The wealth of data encapsulated in scientific publications is a well-guarded secret. The recent discussions around Open Access are centered around open access to the articles, and thus little effort is made to build an index, for example, of all the illustrations therein. This is even more astounding in descriptive sciences, such as biological taxonomy, dealing with discovering and describing the world’s biological diversity, where each article includes an average of 7.2 illustrations.
These illustrations are made for the purpose to illustrate and build a comparative corpus of data to describe and identify – by comparing highly standardized illustrations – the world’s species. From a legal point of view, these figures to not qualify as work - something unique, innovative, novel - and thus are not copyrighted and can be re-used. The citation of them is not just science means, but necessary to understand the origin, not only the author but increasingly the specimen and all the data attached to it.
Based on these presumptions, through a daily data extraction workflow, over 172.000 published, scientific illustrations have been deposited to The Biodiversity Literature Repository. Together with articles, more than 200.000 all together. Each deposit includes citation of the source, but more importantly also taxonomic treatments deposited in TreatmentBank, referring to those illustrations.

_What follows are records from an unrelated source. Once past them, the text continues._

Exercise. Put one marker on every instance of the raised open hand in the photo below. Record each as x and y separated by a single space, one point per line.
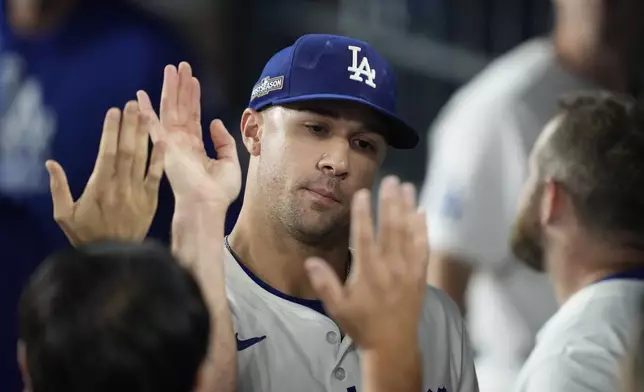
194 176
120 200
382 299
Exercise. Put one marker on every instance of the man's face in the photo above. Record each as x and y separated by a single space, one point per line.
527 236
314 157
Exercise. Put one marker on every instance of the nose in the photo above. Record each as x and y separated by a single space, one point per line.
334 160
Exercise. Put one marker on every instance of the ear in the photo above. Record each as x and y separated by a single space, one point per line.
22 365
251 125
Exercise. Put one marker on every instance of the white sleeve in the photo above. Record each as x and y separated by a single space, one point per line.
477 167
583 373
469 381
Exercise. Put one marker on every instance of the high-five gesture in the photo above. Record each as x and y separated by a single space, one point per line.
193 175
380 304
120 199
383 295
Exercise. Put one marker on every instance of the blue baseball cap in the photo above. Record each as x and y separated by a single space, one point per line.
322 66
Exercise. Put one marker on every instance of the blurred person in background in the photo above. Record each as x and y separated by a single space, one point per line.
633 367
479 149
579 220
63 63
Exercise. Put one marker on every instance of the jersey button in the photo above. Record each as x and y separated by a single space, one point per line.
332 337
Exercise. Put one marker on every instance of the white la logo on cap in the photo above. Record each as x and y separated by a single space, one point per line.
364 69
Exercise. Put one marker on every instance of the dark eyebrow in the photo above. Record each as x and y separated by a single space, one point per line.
320 111
371 126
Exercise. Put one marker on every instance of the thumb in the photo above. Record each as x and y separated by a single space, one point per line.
60 194
326 284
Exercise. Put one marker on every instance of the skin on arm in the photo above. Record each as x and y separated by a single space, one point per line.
203 188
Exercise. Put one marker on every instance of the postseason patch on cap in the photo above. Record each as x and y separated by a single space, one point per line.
267 85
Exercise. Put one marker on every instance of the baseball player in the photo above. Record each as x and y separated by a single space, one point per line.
479 152
318 125
580 221
380 314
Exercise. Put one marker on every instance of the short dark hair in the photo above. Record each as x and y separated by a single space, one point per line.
113 317
597 155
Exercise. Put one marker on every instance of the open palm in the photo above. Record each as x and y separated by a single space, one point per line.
194 176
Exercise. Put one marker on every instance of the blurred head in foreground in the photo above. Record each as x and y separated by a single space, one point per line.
582 205
112 317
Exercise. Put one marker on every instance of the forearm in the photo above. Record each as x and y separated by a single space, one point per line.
396 369
197 240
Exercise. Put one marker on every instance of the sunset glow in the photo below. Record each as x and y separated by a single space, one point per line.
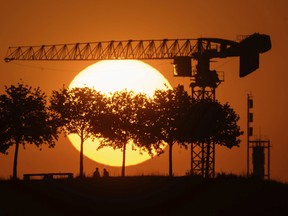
110 76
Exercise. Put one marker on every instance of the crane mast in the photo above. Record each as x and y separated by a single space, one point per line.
204 81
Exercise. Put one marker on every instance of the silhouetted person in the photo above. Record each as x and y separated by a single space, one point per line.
105 173
96 173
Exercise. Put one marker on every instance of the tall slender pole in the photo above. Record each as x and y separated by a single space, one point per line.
248 131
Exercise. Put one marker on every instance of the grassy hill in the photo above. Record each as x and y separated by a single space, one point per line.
144 195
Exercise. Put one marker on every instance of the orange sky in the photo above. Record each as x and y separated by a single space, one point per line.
35 22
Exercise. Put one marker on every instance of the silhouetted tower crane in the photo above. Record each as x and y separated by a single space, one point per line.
204 81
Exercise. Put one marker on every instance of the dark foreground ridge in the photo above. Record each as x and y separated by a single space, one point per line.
145 195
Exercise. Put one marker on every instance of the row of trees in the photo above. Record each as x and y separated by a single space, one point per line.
170 116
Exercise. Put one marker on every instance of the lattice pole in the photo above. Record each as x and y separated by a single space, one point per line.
203 154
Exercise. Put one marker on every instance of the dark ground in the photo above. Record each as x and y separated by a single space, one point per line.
146 195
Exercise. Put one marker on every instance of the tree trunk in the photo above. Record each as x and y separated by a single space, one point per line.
170 159
207 160
81 157
15 161
124 160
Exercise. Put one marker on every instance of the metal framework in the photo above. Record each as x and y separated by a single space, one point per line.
203 83
107 50
257 149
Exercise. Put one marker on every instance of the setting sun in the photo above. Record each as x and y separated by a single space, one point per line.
116 75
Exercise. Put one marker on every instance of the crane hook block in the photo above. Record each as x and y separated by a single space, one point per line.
250 49
182 66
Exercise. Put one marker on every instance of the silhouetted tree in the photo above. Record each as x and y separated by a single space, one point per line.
170 108
75 108
146 129
26 118
4 128
117 128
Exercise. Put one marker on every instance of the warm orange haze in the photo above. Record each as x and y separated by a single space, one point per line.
117 75
36 23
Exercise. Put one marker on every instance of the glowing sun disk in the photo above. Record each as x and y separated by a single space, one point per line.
110 76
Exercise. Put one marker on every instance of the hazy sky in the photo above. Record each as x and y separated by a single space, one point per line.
33 22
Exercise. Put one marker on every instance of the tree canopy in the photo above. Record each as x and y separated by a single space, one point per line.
75 108
26 119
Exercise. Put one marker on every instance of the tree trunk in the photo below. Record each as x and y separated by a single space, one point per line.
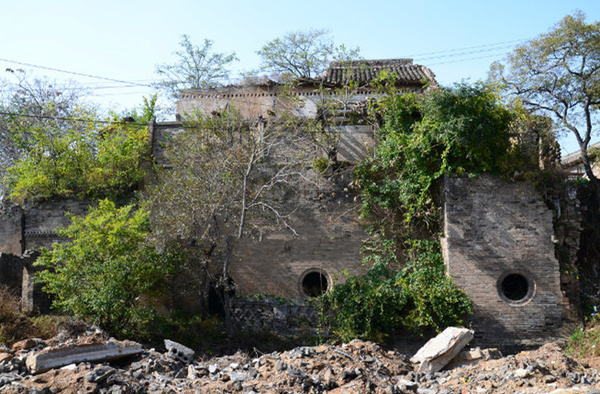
229 323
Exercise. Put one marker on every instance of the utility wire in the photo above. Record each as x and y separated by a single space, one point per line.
70 119
73 72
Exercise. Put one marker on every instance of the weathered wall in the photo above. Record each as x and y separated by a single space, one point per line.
43 218
328 242
11 229
494 229
25 229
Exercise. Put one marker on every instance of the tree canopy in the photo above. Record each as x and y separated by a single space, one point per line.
194 67
303 53
558 74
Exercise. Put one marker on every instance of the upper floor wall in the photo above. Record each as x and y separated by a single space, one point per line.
304 96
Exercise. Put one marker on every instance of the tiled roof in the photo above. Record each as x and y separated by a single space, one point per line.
364 71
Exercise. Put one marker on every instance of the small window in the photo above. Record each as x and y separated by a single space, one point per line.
314 283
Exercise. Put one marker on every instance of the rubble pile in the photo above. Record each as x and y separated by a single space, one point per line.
357 367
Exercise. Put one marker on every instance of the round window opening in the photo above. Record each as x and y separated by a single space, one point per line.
516 287
314 284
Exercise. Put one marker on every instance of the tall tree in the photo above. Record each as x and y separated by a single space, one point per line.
28 104
558 73
232 178
194 67
303 53
106 272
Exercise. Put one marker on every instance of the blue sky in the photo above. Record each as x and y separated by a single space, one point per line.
125 39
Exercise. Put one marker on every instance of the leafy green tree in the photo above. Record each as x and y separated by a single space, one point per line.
461 130
419 298
30 105
195 67
83 160
105 273
303 53
558 74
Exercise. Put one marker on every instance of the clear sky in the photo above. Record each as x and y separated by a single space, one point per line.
125 39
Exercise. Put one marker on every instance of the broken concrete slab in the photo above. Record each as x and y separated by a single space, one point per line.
55 358
473 356
179 352
439 351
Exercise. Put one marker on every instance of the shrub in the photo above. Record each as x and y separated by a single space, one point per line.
106 273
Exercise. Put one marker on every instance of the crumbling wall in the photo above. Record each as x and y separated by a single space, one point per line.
498 247
24 230
328 242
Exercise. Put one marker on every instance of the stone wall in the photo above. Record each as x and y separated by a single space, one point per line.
267 314
498 248
12 223
26 229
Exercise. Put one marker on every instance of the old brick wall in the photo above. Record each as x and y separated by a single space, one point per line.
498 248
328 242
11 229
43 218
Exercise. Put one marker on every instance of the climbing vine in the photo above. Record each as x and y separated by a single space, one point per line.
464 130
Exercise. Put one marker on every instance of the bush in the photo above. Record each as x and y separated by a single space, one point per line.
419 298
15 325
106 273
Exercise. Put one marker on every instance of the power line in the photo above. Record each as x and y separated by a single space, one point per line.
503 43
69 119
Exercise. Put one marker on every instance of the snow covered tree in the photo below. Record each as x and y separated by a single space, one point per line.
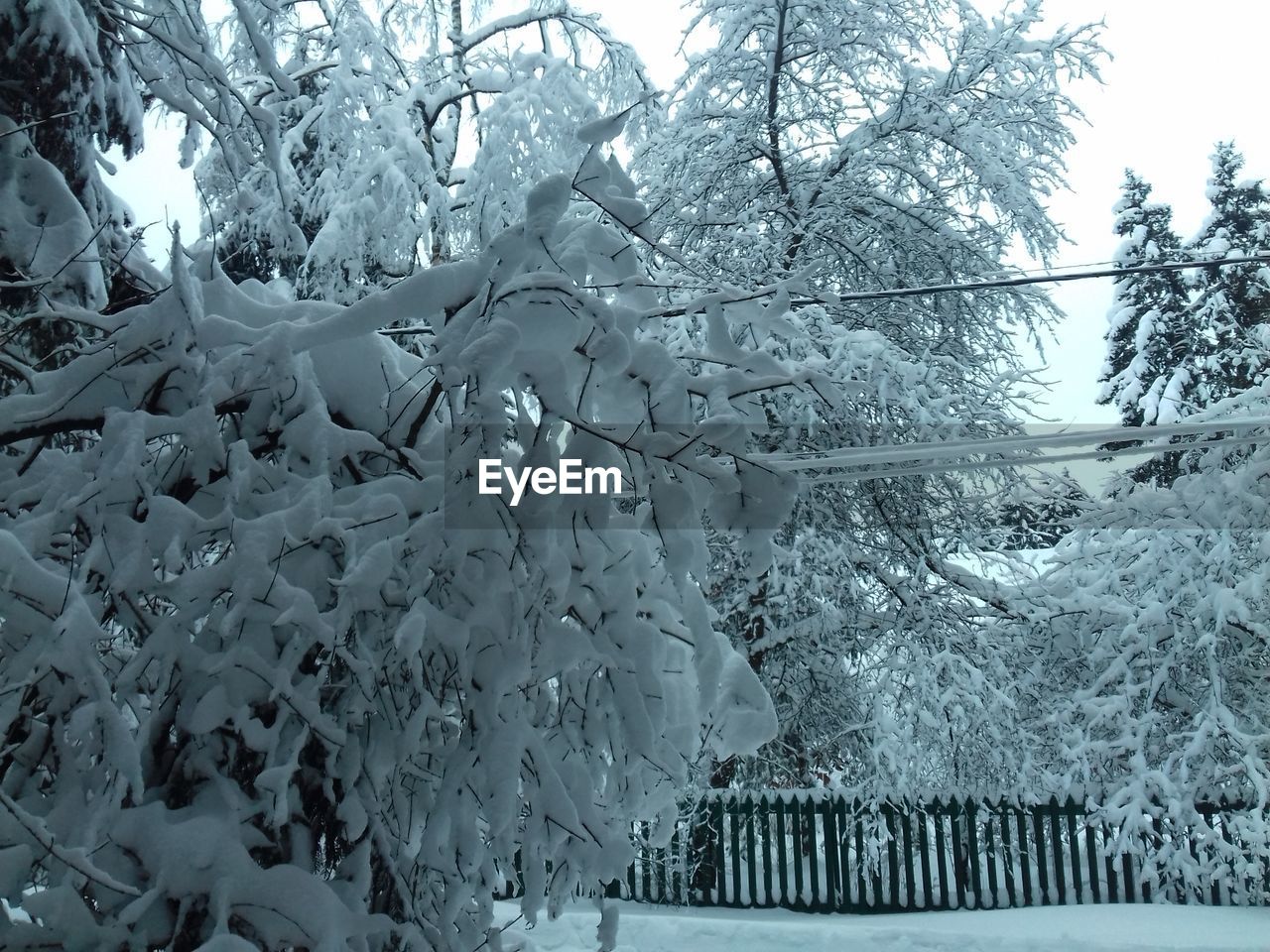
1040 513
1150 655
272 673
412 132
1150 339
869 146
1176 344
275 673
64 82
1232 303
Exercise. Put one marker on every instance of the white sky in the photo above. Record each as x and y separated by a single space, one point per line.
1183 77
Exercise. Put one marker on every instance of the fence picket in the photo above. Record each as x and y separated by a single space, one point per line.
906 824
1024 857
1007 856
989 853
925 855
797 852
979 849
832 874
971 823
763 806
1057 851
747 806
1042 862
940 856
781 864
892 856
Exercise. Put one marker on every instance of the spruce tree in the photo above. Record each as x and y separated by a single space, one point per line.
1146 338
1232 303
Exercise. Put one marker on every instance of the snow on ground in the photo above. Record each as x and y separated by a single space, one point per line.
1109 928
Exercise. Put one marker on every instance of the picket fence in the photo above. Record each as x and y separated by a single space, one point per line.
815 852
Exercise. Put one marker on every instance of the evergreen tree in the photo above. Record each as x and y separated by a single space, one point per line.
1176 344
1148 336
870 145
376 112
1230 304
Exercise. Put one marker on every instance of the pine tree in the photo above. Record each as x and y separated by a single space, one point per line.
1150 340
869 145
1178 344
412 136
1230 306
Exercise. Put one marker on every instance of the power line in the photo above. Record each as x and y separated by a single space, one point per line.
965 466
844 457
1049 277
984 285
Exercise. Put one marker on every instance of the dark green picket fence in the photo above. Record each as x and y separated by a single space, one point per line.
815 852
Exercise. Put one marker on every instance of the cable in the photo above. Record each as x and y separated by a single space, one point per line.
846 457
1034 461
1051 277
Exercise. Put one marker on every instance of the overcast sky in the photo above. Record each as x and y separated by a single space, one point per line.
1184 76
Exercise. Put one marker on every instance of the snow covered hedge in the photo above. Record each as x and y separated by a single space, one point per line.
258 685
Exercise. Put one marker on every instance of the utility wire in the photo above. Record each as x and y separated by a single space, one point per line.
846 457
933 468
1051 277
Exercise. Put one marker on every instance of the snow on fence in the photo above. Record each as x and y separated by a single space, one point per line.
812 851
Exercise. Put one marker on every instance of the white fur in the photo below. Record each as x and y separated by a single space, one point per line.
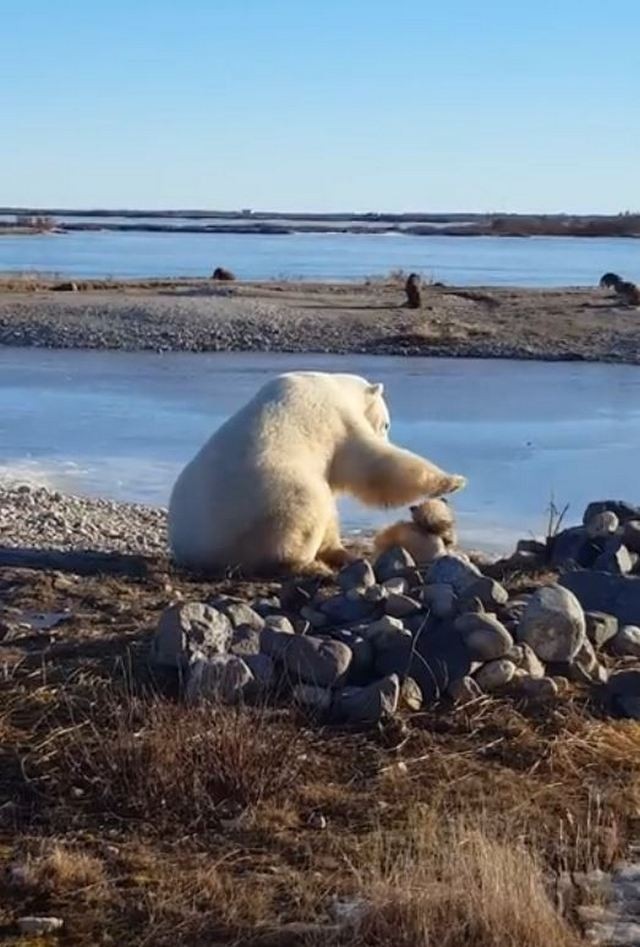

These deposits represent over 50% of all the deposits in Zenodo, in which the Biodiversity Literature Repository is one of their communities. At the same time, the occupy only 1.2% of the physical space of Zenodo. This calls for a rapid expansion of the process to add more data.
The value of Zenodo is its robustness, speed of service, standardization, minting of persistent identifiers (i.e. DataCite DOIs), the emphasis on adding related items, machine upload, the export in various formats and sustainability. This allows, and necessitates, building applications on top of it.